Vicky Tran, 13, is celebrating her first birthday. One year ago today, she received a bone marrow transplant and on this anniversary, the leukemia survivor met and thanked her donor. "He saved my life and if he hadn't, I would still be in the hospital and not feeling better," she said.
It's rare enough to find a donor for Asian Americans. Each ethnicity -- Vietnamese, Chinese, Korean, has their own DNA markers and it's even rarer that through a worldwide search, the perfect match for Tran was at home, in San Francisco.
"It's interesting we're connected in this way yet on the other hand, were still complete strangers. She's been through a lot and I think that says a lot about her strength and that is inspiring to me," bone marrow donor Vincent Pan said.
Pan says the procedure was easy and he sees his involvement as an extension of the work he does as executive director of the San Francisco non-profit Chinese for Affirmative Action. Pan's friend Kevin Weston, who was there Wednesday, is also looking for a match.
A few weeks ago, Weston and his wife renewed their vows and held a donor drive at San Francisco City Hall. Wednesday event gives them hope. "It's encouraging. It just shows when people get registered, they are helping the community in a very direct way," he said.
The Asian American Donor Network is working with Weston just as it did with Vicky.

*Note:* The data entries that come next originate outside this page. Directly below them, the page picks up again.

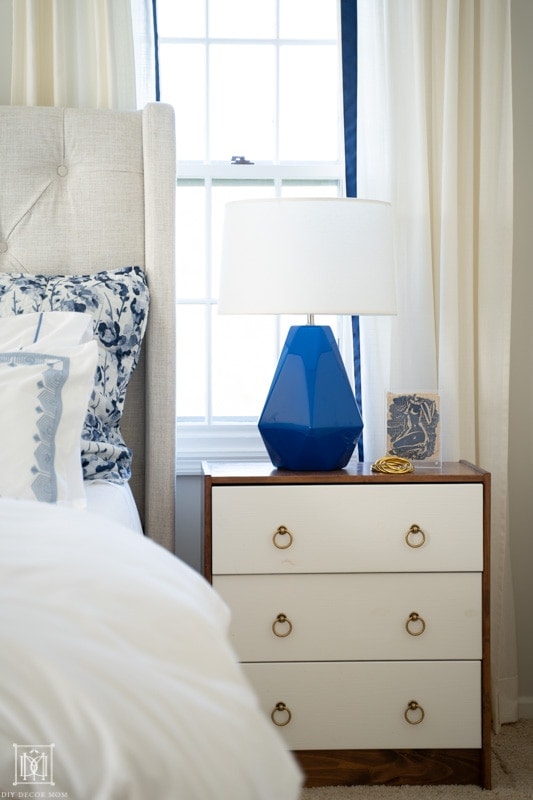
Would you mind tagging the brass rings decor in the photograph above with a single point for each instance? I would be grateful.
(414, 714)
(282, 626)
(392, 465)
(279, 541)
(286, 717)
(415, 625)
(415, 536)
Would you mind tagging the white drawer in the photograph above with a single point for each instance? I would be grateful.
(363, 705)
(347, 528)
(336, 617)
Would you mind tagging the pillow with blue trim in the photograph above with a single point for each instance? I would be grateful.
(118, 301)
(45, 385)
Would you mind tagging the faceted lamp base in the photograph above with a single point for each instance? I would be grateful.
(310, 420)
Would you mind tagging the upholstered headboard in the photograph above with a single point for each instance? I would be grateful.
(85, 190)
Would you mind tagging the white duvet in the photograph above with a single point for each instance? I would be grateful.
(116, 678)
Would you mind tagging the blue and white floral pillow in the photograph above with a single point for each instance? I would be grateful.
(118, 301)
(46, 379)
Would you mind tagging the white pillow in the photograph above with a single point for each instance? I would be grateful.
(45, 329)
(44, 390)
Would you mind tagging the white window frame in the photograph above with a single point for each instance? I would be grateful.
(241, 440)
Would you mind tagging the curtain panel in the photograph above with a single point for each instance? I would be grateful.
(83, 53)
(434, 137)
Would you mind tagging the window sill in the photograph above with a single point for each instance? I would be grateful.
(197, 443)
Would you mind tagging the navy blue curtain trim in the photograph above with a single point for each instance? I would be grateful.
(156, 51)
(349, 92)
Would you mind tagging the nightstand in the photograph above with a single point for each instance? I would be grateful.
(360, 614)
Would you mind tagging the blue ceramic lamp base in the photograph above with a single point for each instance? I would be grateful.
(310, 421)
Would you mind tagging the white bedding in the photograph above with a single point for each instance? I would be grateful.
(114, 501)
(115, 652)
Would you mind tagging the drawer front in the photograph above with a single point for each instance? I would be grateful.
(347, 528)
(367, 705)
(365, 616)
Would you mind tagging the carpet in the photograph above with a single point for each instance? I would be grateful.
(512, 776)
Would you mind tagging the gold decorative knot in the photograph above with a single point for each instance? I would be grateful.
(394, 465)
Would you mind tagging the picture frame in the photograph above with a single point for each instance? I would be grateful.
(413, 426)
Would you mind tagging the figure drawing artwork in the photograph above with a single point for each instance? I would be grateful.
(413, 426)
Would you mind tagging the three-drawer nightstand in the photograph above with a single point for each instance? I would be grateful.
(360, 613)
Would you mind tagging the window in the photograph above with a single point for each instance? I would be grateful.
(261, 88)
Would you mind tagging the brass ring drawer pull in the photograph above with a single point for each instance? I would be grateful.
(278, 539)
(286, 715)
(415, 625)
(282, 626)
(414, 714)
(415, 536)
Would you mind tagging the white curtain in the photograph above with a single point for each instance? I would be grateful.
(92, 53)
(435, 138)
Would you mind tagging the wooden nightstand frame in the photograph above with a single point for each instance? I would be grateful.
(391, 767)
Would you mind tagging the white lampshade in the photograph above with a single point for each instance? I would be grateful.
(307, 256)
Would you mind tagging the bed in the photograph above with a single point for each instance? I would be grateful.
(117, 677)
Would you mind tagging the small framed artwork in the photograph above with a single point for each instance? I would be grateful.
(413, 426)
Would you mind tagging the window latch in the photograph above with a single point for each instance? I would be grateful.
(240, 160)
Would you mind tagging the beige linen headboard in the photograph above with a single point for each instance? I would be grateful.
(84, 190)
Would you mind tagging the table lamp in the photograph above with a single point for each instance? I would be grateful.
(308, 256)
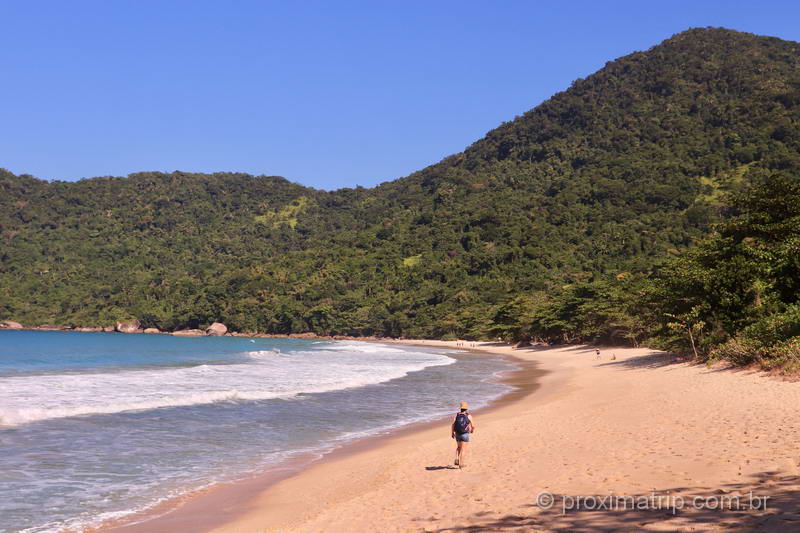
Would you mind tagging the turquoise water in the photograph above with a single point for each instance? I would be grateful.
(95, 426)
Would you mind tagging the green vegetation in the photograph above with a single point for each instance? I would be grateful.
(574, 222)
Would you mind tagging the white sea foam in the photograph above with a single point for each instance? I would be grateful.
(266, 375)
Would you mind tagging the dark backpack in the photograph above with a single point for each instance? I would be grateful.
(462, 423)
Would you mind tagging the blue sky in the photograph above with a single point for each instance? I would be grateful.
(327, 94)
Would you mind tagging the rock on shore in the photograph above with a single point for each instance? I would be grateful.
(129, 326)
(189, 333)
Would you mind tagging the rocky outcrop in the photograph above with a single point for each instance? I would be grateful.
(216, 329)
(189, 333)
(129, 326)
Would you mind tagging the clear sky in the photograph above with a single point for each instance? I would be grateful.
(327, 94)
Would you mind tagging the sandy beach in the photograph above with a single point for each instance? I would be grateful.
(632, 441)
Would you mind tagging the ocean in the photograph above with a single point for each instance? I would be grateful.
(98, 426)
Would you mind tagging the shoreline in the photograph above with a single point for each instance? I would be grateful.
(216, 505)
(633, 423)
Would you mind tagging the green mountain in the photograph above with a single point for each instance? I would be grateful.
(602, 182)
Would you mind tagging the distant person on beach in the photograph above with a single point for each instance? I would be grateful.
(460, 429)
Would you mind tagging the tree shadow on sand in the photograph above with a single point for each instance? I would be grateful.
(743, 509)
(652, 360)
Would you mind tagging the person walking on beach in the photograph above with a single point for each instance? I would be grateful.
(460, 429)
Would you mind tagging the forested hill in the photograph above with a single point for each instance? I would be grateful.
(604, 181)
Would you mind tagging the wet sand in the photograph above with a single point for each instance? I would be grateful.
(581, 429)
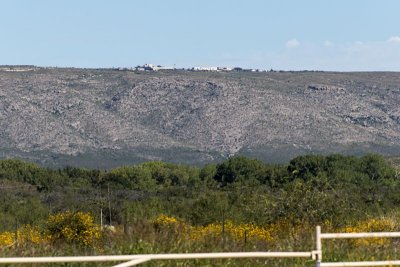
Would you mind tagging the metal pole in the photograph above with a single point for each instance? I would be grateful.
(318, 246)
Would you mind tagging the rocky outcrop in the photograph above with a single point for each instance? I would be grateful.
(109, 117)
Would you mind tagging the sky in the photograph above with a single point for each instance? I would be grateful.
(339, 35)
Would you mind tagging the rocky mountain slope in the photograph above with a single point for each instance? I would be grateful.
(104, 118)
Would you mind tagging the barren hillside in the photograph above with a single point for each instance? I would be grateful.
(104, 118)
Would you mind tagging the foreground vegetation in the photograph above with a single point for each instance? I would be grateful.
(240, 204)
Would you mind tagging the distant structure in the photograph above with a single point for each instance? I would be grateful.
(153, 67)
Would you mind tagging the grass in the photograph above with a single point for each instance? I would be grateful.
(170, 235)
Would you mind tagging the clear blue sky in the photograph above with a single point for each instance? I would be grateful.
(343, 35)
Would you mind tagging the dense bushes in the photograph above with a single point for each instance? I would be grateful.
(311, 188)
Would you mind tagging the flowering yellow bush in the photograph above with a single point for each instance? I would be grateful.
(24, 235)
(236, 232)
(73, 227)
(7, 239)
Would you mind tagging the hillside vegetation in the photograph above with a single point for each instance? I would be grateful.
(240, 204)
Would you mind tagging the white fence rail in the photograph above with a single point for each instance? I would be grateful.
(131, 260)
(320, 236)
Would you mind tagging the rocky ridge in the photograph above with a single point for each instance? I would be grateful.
(100, 117)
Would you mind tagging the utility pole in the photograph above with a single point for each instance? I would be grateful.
(109, 202)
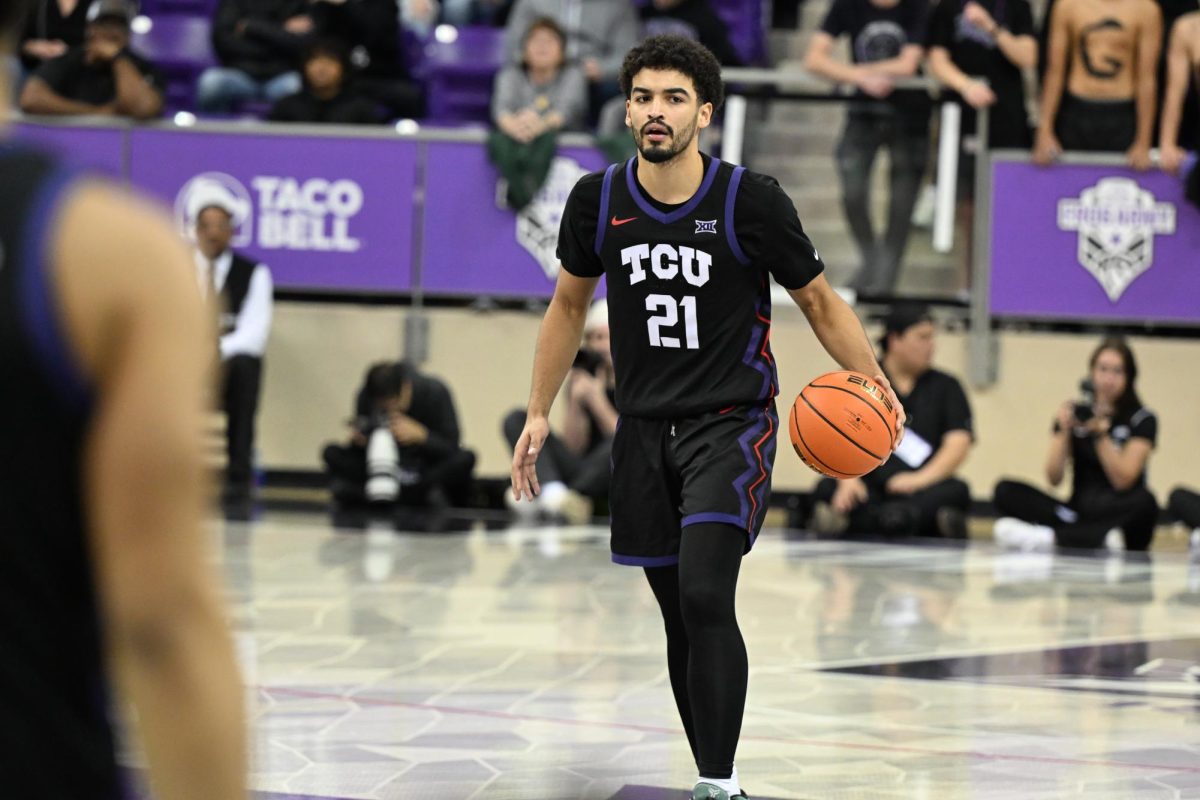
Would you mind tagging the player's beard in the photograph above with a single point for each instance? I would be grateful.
(659, 154)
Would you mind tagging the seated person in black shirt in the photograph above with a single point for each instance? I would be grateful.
(325, 96)
(100, 77)
(574, 468)
(405, 444)
(1108, 438)
(915, 492)
(1185, 505)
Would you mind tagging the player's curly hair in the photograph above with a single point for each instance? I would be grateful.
(12, 17)
(684, 55)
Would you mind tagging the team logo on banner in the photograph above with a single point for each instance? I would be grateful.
(222, 191)
(282, 214)
(1116, 221)
(538, 222)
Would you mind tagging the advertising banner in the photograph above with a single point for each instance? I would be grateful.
(101, 149)
(1093, 242)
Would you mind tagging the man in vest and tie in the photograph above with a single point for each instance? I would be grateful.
(241, 294)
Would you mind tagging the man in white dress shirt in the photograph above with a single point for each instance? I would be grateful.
(243, 292)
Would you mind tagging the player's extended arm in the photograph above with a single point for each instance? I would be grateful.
(1177, 80)
(127, 289)
(837, 326)
(558, 340)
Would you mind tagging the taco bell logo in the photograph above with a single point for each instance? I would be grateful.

Jonathan Leong founded the organization more than 20 years ago. "Our message here is yes it works, even though the odds are truly a needle in the haystack, one in a million, this can be the result," he said.
According to his organization, about 70 percent of the patients who need a bone marrow transplant don't find a match and they desperately need more minorities to register so more people like Vicky Tran can have a new lease on life.